Un "vieillissement modérément avancé" est cependant à l'oeuvre dans ce pays de près de 130 millions d'habitants, selon l'expression du gouvernement.
La proportion des plus de 60 ans est passée de 12,3% à 14,7% entre 2018 et 2023, d'après l'Institut nationale de statistiques (INEGI). Le taux de fécondité est passé de 2,07 à 1,6 enfant par femme en moyenne.
Avec plusieurs partenaires, Mme Maass a acheté un terrain où quelques années plus tard, les propriétaires ont construit en installant des panneaux solaires pour chauffer l'eau.
Ils ont égamement planté des arbres fruitiers (mangues, oranges, goyaves...). "La nature est quelque chose qui me remplit l'âme", affirme Tesha Martinez.
Pour la collectivité, Francisco Vigil a conçu un système informatique pour établir la liste des courses en fonction des menus collectifs.
"Le cohabitat est une très bonne solution pour les personnes qui se retrouvent seules", détaille Mme Maass. "Pour les personnes qui n'ont pas beaucoup d'argent, parce qu'il s'agit de partager les frais, et pour les personnes qui ont des problèmes de maladie, parce qu'en étant ensemble elles se partagent le médecin".
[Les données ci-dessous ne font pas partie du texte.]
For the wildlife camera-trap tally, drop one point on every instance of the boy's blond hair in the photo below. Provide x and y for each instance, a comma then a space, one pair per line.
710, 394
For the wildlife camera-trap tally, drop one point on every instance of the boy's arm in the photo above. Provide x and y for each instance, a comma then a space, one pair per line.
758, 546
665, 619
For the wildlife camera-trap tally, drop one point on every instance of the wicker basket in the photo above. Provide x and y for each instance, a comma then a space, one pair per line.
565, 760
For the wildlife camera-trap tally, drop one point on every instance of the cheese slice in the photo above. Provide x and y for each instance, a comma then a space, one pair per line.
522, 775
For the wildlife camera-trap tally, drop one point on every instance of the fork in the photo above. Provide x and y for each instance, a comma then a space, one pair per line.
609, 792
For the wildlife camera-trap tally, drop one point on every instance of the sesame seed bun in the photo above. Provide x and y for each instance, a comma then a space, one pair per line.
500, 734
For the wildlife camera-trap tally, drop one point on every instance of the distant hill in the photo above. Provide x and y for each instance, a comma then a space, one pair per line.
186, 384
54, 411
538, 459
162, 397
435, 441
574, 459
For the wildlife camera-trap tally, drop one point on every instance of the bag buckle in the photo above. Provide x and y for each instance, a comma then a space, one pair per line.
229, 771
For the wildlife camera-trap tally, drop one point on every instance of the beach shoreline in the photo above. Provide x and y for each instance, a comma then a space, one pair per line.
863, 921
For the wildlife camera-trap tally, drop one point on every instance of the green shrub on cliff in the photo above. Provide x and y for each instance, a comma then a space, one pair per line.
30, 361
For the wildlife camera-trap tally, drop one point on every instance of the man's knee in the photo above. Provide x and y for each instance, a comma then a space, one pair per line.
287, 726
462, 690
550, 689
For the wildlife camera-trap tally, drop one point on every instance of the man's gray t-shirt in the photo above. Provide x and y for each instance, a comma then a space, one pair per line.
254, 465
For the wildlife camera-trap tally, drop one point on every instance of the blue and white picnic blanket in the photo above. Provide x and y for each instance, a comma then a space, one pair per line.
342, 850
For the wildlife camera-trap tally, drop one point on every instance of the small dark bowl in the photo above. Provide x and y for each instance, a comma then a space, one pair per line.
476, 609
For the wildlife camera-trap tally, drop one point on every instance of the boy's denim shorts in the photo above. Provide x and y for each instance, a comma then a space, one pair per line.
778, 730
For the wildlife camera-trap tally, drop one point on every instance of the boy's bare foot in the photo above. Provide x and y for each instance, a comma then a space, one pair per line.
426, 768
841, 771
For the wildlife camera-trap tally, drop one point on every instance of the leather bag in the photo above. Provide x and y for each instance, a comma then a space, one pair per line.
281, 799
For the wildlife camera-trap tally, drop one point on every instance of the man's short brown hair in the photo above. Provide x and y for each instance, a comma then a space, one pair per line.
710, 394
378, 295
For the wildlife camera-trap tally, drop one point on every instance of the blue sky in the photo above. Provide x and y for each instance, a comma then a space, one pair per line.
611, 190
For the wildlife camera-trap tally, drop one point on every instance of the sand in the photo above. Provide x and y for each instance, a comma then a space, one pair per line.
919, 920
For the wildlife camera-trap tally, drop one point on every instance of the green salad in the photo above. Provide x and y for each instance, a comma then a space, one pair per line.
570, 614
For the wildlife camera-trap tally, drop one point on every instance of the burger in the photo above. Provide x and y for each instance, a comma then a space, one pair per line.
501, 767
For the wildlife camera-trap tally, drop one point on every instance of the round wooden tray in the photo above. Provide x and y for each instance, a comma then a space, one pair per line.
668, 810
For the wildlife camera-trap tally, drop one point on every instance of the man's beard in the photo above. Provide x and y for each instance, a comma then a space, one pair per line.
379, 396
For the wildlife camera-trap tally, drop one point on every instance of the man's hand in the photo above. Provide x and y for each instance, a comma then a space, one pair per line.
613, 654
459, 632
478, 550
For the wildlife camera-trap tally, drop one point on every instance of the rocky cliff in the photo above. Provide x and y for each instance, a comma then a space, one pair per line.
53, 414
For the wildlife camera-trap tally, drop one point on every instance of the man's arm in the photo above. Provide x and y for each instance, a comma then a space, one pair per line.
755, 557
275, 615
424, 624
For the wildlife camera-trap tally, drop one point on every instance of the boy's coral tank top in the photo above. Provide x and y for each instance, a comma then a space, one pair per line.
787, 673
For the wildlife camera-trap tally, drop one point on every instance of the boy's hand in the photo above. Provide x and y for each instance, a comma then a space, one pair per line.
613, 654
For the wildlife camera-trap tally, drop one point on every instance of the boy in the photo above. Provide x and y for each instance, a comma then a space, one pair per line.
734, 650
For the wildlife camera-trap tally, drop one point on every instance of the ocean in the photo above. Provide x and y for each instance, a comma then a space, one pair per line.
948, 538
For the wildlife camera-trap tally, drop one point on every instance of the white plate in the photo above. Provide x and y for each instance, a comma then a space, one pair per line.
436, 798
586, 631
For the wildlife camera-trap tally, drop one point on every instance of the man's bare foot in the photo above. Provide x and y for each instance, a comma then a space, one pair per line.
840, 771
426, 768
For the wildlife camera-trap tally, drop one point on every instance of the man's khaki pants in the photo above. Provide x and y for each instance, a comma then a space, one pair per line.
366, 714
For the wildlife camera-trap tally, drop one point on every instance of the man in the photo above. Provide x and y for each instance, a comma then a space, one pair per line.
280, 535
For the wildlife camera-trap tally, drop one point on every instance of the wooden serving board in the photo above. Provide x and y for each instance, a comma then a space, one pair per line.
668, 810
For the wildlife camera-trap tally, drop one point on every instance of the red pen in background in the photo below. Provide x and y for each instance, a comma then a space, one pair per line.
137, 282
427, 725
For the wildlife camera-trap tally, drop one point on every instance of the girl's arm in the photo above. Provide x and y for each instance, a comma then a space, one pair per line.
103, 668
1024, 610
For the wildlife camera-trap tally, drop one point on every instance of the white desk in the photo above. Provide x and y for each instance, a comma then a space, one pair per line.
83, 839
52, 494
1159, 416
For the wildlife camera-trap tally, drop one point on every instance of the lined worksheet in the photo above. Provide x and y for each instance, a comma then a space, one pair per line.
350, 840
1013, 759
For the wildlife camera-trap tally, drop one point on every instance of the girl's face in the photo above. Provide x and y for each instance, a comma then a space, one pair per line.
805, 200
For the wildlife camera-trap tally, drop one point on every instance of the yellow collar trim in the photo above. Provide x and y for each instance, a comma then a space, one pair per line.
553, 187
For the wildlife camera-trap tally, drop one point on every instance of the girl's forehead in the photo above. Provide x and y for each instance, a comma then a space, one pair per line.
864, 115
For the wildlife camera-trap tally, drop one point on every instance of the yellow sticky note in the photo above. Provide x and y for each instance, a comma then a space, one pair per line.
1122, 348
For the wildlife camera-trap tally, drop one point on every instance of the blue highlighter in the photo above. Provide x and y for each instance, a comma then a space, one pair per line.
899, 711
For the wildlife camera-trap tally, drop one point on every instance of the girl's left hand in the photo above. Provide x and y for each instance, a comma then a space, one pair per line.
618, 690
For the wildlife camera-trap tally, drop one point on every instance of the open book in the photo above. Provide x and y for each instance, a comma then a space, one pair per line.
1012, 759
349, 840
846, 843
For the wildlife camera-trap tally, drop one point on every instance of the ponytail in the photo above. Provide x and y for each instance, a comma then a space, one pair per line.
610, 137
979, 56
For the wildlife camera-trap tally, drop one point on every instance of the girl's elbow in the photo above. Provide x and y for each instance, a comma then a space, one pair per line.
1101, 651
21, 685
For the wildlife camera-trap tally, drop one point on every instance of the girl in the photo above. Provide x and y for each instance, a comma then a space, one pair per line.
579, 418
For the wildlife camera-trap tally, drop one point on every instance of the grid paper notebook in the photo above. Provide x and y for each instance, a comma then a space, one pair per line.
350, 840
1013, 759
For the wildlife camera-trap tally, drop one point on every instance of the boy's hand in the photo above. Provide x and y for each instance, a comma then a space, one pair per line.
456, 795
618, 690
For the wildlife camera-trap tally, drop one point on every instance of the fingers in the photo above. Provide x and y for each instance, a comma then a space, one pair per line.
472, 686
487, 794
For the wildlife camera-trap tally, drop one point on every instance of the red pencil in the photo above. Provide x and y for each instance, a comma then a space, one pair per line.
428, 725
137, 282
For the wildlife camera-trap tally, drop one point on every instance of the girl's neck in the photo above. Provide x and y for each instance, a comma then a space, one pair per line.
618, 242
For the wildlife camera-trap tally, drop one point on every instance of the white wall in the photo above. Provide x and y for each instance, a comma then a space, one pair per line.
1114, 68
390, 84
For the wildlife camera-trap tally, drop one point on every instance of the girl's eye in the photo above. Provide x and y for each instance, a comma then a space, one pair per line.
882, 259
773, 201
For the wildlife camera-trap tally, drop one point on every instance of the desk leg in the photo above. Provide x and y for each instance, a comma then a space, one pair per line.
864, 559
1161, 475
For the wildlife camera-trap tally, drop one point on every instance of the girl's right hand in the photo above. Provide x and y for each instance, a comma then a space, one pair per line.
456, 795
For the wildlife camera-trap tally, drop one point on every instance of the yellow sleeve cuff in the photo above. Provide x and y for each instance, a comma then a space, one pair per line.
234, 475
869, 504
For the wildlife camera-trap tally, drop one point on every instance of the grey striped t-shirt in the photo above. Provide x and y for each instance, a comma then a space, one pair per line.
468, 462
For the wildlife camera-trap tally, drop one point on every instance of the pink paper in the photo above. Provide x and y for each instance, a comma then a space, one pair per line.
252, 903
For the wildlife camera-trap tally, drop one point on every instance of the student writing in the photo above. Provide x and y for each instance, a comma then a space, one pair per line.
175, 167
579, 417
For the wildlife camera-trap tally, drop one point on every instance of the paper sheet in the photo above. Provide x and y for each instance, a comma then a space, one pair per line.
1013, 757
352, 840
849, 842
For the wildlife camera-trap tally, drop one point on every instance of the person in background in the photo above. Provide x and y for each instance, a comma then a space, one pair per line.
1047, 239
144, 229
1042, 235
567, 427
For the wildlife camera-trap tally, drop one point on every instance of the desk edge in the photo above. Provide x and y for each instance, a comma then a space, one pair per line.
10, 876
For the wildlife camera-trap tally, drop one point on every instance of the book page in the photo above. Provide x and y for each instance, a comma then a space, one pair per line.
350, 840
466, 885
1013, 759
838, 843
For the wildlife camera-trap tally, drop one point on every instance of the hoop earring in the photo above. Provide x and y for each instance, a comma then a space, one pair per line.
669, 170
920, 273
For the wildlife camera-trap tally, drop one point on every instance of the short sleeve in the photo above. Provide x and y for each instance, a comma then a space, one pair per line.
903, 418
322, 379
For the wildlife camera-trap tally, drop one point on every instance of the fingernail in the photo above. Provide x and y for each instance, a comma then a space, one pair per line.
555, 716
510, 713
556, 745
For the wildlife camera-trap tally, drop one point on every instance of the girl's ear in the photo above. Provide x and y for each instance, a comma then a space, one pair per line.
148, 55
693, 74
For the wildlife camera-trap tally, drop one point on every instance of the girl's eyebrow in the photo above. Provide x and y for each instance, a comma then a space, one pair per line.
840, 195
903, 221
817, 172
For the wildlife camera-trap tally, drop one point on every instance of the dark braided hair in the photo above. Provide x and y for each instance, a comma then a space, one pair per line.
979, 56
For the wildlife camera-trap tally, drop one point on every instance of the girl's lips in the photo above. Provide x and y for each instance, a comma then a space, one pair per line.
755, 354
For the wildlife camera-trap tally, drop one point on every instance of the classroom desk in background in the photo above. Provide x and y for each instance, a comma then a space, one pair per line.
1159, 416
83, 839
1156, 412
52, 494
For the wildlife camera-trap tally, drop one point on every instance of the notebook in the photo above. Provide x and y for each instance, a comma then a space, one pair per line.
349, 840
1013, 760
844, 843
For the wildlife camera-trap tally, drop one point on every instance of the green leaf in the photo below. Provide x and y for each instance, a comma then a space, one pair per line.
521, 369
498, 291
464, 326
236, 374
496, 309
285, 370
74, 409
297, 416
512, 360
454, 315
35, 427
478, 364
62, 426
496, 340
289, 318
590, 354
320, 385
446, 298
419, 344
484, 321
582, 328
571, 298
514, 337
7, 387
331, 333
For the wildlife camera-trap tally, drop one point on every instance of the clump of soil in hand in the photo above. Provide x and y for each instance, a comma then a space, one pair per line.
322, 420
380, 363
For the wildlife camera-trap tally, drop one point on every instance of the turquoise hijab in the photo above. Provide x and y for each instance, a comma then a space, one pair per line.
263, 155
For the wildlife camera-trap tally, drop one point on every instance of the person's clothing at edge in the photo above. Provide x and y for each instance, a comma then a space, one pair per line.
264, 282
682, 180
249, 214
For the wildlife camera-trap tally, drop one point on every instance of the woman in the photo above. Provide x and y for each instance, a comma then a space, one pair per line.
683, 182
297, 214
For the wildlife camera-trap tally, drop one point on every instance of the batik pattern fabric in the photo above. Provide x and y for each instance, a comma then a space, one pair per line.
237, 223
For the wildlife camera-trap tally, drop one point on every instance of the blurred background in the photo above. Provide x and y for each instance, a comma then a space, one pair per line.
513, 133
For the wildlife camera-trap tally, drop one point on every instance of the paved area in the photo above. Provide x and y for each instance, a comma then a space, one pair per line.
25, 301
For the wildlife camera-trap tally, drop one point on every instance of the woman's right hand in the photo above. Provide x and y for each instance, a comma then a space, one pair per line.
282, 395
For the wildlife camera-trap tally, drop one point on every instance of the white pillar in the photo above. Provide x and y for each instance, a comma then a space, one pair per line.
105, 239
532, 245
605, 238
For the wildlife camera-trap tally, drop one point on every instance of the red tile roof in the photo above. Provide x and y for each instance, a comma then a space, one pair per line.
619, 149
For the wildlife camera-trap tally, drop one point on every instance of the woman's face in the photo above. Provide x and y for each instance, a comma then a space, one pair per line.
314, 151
Ce modèle se distingue de la structure des maisons de retraite parce que le groupe "décide comment il veut sa maison, où il la veut, de quelle taille, avec quelles personnes, et avec quelles ressources économiques", détaille-t-elle.
"Nouvelle vie"
Margarita Maas prend l'exemple d'un pensionnaire mort de la maladie d'Alzheimer, pour qui l'expérience de La Guancha fut bénéfique, car il pouvait partager son temps entre les dominos, le cinéma et la natation.
Tesha Martínez s'est intégrée à la vie de Malinalco, où plus de la moitié de la population est pauvre. Elle a profité de son expérience de professeur pour enseigner l'anglais et participer à des cours de céramique. "Une nouvelle vie", assure-t-elle.